Pain that binds, and burns the living dead
Jeevan Mrityu, a play based on the writing of Rabindranath Tagore as adapted by Geetanjali Shree, was presented at the Mohan Rakesh festival organised by the Sahitya Kala Parishad. It was directed by Anuradha Kapur for her company Vivadi.
The play has been staged by Dinesh Khanna earlier. Dinesh’s enactment of play had the full complement of characters in the tale of child widow Kadambini, who is sent to be cremated by her family of rich landlords and how she is not quite dead when they leave and she gets up very alive. Instead of returning home, she goes to her childhood friend’s place who does not like the attention her husband begins paying her.
The friend drives her out. Kadambini returns to her home where the family members treat her as a ghost.
Finally to prove that she is alive, she bangs her head on the stony verandah floor till the blood flows and she dies.
Anuradha Kapur uses one character to narrate the story. It is a theatre coup for Seema Biswas who plays Kadambini.
The stage vibrates with her presence. While she is in the crematorium her make-believe conversation with herself and the passersby is pure theatre. Seema plays all the roles though she never gives up her Kadambini presence. Her versatility is on display as she croons to herself, talks to herself to pick up the courage to get out of the crematorium where dying fires are all around.
Seema is at her very best in the scene where she comes home and sees her nephew who adores her. Beautifully designed by Anuradha, this sequence is marked by emotional depth.
Here she is looking at the little boy as if he is lying on a toy bed.
Her thumbs become his feet as she speaks to him. In dire contrast is the hate and revulsion the boy shows when his parents tell him she is a ghost and to never let her come near him. Though the video installation was a bit distracting, the sound design was excellent.
The Pratibimb festival was organised by the Pratibimb Kala Sangam. It featured a new play by Marathi playwright Satish Alekar. Math Ke Raaste Mein Ek Din was staged by the Aakaar Kala Sangam in Suresh Bharadwaj’s direction.
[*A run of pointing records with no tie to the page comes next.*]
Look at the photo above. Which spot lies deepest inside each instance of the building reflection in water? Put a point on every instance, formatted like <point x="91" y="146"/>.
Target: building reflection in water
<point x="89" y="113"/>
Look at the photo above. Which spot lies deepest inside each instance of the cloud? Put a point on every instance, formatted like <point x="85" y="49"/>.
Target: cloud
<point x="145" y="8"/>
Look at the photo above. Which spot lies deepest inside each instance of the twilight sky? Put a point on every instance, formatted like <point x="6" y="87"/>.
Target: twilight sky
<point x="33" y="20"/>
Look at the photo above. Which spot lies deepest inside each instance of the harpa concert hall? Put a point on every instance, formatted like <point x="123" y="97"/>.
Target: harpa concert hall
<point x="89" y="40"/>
The play is mystical with characters meeting and leaving each other in a trice. The play opens with a young man going to the math (a religious place). He thinks he might find his mother there. On the way he meets an older man quite by chance.
The man shows him the trick of how to listen to the music playing in the math. Their conversation goes very smoothly as if they have known each other forever. After he leaves the old man delivers a soliloquy which is a reevaluation of his marriage to a woman now dead.
The woman appears in the form of a girl for whom the young man has been waiting. Who is the old man? Where is the math? Is there a math at all? How is it that at their first meeting the old man and the young man are so much in sync? Who is the woman? Is she the dead wife of the old man or a friend of the younger man?
The play does not have answers to these queries. Written in the stream of consciousness style, it is a depiction of the pain and anguish that connects people.
The old man’s soliloquy was written by Alekar shortly after his wife died. It is a part of nostalgia and has no connection to the play as such but fits into the design. According to Satish Alekar,”Theatre is a reflection of life, but at times it works as therapy too.”
The performances are generally good. Suman Vaidya, as the older man, is very effective. He brings grace and elegance to his role, making the soliloquy meaningful. The young man, as played by Kundan Kumar, is a good foil to Suman’s character. Lighting and sound were creatively handled.